September 08, 2003

Grudge match: Students vs math teachers

Now, I'm all for giving students non-monetary incentives to improve their academic performance. However, I find this a little....skeevy:

In an effort to encourage ninth-graders at East Ascension High School to take a standardized test seriously last year, a poster was circulated at the school promising students they would have a chance to dunk Algebra I teacher Judy Braud. The advertising gimmick worked as 156 sophomores made the grade...

The students were rewarded with a day in the sun for earning a higher score on the ninth-grade IOWA than they did in the seventh grade. "All they had to do was improve by one point and they were eligible for the fun day," she explained.

I understand that the IOWA is used for school ranking and not student ranking, and therefore students might not take it seriously.
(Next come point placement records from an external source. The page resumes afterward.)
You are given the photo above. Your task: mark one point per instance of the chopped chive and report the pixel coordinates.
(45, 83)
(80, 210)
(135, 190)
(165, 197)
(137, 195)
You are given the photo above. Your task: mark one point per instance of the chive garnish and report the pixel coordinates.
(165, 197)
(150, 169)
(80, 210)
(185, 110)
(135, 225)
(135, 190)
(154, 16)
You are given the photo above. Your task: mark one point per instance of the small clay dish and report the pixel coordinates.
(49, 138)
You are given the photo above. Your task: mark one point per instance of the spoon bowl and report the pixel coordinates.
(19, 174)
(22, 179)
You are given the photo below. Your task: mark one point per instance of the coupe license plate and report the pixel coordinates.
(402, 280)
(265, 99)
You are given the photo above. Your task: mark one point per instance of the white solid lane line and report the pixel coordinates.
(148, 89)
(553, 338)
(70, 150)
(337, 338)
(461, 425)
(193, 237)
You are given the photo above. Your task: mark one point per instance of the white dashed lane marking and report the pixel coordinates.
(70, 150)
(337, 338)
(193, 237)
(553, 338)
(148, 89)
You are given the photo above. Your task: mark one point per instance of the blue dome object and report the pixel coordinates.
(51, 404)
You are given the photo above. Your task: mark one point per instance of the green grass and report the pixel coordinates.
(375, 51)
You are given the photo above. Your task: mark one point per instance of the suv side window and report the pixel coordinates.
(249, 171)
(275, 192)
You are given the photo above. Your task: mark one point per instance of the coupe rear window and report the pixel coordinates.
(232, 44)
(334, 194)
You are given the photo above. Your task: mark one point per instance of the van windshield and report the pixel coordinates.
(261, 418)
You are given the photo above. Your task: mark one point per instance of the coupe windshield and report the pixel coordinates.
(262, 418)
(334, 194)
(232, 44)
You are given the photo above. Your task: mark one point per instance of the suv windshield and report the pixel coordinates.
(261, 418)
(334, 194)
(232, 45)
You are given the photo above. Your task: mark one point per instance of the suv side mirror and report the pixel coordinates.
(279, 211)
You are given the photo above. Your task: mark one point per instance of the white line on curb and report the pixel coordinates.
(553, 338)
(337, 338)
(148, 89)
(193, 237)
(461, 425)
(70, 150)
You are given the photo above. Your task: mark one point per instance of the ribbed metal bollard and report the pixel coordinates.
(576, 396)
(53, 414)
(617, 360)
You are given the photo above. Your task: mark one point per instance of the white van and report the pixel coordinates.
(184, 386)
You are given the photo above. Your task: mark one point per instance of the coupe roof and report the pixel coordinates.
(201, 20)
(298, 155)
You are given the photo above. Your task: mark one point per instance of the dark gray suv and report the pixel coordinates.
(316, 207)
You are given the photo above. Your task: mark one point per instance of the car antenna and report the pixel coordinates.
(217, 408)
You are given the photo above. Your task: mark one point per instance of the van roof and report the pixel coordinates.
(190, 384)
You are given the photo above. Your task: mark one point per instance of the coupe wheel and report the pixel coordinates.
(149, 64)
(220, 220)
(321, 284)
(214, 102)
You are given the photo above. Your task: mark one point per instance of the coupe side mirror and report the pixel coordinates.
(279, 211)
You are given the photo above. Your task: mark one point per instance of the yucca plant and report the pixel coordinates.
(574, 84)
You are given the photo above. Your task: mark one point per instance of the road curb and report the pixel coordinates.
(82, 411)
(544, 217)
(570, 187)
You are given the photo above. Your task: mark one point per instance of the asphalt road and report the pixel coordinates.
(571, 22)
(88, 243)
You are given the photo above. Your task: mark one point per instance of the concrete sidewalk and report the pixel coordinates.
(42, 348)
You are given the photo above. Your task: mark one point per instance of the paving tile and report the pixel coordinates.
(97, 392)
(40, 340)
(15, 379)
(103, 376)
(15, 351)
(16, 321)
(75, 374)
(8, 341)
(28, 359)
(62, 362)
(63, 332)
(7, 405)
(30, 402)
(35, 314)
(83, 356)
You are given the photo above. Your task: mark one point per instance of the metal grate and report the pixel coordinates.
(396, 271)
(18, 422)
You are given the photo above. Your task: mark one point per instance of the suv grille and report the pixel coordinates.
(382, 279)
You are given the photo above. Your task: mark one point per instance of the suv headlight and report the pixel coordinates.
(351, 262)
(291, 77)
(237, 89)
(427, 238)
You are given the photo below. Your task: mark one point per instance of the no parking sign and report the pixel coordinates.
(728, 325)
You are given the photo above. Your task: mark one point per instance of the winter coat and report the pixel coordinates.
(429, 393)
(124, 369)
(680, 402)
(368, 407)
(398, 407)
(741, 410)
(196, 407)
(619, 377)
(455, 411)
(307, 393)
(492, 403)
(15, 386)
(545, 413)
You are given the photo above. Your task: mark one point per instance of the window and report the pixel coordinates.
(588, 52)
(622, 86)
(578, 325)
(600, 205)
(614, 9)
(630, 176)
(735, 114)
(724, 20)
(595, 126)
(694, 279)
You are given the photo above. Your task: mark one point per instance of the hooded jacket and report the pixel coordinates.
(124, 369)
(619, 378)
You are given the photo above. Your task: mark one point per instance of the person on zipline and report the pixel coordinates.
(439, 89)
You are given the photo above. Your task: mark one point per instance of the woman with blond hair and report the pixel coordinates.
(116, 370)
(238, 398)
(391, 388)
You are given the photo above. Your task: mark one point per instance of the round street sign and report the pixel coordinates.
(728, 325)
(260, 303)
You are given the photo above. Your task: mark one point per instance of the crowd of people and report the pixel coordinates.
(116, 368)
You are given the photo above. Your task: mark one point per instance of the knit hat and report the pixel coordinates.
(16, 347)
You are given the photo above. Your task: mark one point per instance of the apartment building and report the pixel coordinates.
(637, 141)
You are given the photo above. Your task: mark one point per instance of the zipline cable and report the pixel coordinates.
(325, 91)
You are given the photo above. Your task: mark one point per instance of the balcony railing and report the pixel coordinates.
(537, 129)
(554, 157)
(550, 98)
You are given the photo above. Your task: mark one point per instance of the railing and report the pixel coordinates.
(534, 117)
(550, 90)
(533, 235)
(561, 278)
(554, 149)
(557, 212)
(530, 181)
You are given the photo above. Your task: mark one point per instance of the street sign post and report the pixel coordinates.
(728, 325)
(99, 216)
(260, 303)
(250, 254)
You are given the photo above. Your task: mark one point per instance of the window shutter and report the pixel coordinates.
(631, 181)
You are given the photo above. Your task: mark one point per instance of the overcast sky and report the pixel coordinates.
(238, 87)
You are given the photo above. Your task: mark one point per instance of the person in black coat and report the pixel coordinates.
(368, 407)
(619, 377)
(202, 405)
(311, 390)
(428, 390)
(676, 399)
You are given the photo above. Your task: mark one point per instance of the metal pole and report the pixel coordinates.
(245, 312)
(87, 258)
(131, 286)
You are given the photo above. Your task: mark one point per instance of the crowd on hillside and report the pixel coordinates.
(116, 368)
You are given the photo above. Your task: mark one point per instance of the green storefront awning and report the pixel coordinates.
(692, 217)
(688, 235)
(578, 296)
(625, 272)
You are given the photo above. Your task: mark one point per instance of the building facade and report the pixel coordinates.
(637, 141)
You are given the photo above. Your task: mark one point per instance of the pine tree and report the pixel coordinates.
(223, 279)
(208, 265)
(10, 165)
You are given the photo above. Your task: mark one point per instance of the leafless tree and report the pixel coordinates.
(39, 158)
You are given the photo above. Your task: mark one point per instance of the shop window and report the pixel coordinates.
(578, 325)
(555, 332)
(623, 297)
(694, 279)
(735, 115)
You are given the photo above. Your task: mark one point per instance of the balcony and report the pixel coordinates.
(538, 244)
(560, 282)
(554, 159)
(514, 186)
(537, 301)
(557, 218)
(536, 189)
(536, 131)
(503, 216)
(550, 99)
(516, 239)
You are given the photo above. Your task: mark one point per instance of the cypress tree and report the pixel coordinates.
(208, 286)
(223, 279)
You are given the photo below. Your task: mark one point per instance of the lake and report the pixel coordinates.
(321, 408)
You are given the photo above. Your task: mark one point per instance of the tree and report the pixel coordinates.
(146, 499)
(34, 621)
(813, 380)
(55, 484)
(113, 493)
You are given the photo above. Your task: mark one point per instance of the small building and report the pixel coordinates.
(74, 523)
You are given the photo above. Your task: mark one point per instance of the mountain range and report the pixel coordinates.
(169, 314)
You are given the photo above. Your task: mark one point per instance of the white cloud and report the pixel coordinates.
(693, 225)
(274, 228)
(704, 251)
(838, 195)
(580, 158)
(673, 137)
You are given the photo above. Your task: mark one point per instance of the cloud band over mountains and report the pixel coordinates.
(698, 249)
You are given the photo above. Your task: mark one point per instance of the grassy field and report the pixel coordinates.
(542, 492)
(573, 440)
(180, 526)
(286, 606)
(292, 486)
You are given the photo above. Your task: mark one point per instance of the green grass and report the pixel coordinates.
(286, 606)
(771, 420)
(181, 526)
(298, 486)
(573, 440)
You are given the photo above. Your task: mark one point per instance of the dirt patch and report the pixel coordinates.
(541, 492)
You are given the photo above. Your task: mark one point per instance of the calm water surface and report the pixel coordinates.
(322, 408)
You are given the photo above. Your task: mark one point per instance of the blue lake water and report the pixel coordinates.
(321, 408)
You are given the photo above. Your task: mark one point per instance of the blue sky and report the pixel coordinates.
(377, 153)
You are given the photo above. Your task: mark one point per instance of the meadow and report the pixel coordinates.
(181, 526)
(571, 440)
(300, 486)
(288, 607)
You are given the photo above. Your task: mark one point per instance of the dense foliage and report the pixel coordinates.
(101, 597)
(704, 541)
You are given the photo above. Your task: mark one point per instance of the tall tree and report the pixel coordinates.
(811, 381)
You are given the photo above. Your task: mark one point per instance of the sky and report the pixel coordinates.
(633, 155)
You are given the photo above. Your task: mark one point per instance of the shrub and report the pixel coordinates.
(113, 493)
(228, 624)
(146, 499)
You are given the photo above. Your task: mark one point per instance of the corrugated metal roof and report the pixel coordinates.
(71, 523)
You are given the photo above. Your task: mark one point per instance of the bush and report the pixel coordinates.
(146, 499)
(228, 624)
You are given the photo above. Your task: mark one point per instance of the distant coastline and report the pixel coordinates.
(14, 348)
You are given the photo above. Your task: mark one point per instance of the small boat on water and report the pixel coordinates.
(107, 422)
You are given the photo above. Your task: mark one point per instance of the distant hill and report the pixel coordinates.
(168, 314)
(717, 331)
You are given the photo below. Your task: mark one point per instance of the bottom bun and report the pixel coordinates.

But still, giving credit for a one-point increase in scores? That makes it obvious that the school wasn't comfortable with rewarding only those students who made meaningful improvement, but was willing to reward those who basically stayed the same (the one-point increase is most likely well within the standard error of measurement).

Plus, if the kids did better on the test, why make one of the rewards a kind of "punishment" for their teachers? Yes, I know dunking is in good fun - but isn't it nice to imagine a situation in which teachers get dunked if their students do worse on the exam? Doesn't it make more sense for a student to want to dunk a teacher who shortchanged them, rather than one who helped them improve their scores?